Irish Tour ‘74 – Rory Gallagher
from the film of the same name
I don’t think I really need to tell any of you about Rory Gallagher, or how great he was; but if you need convincing, just google the mythical quotes about him from Eric Clapton or Jimi Hendrix. You should listen to every song Rory recorded, because every track has an almost spiritual quality; but if you don’t have time for that, then watch the Irish Tour ‘74 film, available in its entirety on Youtube. The film follows Rory, rather unsurprisingly, on his tour of Ireland in 1974, and is probably the most easily accessible way to find out what it means to be from Cork. In 1974 Rory was on top of the musical world, and one of the most talented guitarists there ever was, yet his humble nature and his quiet artist spirit shine through as a prime example of how to act when you make it big.
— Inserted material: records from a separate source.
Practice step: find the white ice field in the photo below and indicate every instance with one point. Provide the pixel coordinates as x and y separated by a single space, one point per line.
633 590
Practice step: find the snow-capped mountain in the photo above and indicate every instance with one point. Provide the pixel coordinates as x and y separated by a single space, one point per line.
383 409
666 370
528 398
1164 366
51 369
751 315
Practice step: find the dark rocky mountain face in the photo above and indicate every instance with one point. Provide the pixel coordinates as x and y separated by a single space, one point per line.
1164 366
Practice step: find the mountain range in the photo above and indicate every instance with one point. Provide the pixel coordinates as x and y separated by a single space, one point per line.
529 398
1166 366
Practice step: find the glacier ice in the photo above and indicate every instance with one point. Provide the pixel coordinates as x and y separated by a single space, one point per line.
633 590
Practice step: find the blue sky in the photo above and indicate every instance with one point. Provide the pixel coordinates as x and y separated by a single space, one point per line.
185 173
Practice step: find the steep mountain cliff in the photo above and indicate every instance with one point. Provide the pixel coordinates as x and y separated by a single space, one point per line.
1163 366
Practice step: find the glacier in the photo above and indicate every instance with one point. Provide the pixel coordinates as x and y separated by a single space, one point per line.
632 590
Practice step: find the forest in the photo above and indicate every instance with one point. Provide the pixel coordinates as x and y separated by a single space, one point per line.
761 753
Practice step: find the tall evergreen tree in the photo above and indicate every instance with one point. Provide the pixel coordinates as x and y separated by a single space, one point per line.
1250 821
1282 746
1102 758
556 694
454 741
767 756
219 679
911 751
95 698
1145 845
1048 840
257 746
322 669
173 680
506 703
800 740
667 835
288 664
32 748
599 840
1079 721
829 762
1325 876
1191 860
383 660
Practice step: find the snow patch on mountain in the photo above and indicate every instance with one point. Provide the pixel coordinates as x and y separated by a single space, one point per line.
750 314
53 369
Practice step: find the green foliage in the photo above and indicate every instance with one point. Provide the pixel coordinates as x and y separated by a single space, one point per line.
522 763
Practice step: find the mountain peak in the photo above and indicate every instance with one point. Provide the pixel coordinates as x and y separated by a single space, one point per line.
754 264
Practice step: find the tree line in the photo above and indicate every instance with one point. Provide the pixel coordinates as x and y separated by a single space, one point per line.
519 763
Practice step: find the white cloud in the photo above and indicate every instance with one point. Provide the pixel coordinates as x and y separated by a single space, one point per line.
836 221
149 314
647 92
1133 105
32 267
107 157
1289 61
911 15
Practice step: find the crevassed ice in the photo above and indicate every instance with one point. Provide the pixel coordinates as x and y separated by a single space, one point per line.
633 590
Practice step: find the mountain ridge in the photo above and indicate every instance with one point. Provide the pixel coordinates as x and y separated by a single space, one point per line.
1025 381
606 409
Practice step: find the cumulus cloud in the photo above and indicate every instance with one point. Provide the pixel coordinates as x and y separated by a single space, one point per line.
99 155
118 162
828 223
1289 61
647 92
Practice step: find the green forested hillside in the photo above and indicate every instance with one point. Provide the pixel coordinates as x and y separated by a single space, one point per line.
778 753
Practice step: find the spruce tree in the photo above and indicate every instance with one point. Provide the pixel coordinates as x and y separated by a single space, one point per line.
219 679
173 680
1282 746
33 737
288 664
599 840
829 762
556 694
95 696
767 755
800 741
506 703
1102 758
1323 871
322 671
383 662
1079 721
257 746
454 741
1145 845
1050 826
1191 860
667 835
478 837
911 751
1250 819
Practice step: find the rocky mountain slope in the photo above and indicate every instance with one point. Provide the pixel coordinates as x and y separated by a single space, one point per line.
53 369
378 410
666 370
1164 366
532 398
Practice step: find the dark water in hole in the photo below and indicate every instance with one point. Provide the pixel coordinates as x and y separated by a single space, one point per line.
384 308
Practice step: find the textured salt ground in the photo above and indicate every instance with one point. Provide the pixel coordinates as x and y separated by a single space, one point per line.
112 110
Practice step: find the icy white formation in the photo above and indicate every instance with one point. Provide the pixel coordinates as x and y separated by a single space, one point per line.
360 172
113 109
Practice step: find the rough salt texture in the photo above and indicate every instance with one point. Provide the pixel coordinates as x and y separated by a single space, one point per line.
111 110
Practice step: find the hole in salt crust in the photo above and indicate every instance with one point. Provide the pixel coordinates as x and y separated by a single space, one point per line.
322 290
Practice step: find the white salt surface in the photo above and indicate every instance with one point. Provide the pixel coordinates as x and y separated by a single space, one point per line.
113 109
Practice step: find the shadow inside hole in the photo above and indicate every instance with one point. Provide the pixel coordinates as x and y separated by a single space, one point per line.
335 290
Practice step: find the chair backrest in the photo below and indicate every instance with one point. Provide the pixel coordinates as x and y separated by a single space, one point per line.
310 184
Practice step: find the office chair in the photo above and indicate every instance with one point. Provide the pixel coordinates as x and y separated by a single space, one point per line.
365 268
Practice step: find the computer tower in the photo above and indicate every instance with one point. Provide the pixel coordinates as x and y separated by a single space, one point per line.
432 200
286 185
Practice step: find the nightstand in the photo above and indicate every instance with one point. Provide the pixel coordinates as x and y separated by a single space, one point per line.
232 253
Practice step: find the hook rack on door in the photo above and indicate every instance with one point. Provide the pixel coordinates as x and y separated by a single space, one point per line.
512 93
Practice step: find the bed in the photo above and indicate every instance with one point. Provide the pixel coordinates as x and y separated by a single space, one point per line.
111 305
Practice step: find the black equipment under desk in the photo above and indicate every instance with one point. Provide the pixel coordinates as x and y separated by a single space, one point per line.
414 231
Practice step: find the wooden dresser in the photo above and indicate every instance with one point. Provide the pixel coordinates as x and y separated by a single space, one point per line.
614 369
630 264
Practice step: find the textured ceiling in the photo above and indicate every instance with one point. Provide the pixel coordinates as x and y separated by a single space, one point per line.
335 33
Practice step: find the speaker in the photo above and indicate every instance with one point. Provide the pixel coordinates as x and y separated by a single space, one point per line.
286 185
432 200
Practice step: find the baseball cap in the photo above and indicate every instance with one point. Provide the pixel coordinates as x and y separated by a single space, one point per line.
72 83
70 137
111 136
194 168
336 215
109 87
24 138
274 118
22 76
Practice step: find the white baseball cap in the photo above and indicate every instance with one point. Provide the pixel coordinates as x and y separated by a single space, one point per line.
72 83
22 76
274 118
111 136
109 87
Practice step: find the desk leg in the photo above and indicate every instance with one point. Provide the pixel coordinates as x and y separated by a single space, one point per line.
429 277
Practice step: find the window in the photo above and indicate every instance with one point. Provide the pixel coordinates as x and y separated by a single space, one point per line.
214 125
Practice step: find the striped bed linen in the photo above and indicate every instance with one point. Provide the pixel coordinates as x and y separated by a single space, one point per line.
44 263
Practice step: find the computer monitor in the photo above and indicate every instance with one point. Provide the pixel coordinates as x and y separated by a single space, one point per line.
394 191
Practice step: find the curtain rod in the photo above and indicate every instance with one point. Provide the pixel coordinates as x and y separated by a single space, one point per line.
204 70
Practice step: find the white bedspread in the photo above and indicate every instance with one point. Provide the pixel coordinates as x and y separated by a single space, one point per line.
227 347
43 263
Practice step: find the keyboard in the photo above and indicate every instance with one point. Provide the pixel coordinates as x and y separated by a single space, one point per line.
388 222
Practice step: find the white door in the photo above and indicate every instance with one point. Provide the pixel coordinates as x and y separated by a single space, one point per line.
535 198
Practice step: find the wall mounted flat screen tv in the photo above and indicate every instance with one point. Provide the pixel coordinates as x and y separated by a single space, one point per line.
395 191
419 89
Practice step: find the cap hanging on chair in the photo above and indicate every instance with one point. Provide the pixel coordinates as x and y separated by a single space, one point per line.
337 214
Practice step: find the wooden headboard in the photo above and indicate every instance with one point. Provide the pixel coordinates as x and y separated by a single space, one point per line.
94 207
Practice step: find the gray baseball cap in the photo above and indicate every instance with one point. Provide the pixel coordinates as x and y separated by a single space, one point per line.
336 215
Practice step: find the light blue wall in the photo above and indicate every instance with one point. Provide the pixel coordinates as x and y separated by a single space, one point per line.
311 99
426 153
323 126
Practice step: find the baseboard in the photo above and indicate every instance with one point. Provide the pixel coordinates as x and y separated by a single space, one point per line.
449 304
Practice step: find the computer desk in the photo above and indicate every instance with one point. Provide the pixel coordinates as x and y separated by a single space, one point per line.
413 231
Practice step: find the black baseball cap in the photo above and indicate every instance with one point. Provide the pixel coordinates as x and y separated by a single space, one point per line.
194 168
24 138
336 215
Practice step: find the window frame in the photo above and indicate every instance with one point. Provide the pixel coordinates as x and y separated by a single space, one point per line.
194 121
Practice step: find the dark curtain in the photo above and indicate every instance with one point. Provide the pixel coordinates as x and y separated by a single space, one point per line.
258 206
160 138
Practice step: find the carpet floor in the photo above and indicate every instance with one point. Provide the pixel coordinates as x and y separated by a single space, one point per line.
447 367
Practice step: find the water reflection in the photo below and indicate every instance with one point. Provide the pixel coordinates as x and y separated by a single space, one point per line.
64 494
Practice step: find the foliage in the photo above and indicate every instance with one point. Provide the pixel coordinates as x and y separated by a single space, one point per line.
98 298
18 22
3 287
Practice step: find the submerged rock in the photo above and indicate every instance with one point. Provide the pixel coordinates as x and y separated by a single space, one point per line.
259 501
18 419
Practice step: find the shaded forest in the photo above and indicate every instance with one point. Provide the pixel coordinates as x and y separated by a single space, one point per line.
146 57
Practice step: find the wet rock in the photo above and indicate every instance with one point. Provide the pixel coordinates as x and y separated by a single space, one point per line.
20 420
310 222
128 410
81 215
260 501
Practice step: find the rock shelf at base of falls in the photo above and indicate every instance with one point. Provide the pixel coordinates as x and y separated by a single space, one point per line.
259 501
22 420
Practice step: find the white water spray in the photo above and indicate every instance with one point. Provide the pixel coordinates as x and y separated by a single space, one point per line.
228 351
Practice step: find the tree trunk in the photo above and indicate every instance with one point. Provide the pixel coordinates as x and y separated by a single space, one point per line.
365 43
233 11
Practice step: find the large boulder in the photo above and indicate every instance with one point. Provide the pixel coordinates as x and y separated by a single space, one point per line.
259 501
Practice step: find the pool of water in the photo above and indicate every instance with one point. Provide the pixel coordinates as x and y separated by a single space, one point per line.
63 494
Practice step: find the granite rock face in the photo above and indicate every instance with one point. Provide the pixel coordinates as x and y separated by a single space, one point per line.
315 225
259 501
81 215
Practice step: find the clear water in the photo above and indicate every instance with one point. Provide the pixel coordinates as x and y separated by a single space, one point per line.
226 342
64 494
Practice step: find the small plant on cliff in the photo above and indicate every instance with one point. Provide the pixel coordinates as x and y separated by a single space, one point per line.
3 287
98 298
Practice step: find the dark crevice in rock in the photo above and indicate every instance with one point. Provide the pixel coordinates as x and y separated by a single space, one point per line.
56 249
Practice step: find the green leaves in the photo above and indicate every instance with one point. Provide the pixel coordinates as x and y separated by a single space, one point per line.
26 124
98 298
If you want to get a quick crash course on his music, the “greatest hits” album Big Guns is probably a good place to start.
Bad Machine – Elastic Sleep
It’s been over a year since we’ve really heard from Elastic Sleep, which is a shame, as it seemed as they were scheduled for greatness. Unlike the other entries in ‘Cork’s Past’ there’s still hope for Elastic Sleep, so I’ll be brief: Elastic Sleep were great, they are great, and you owe it to yourself to track them down.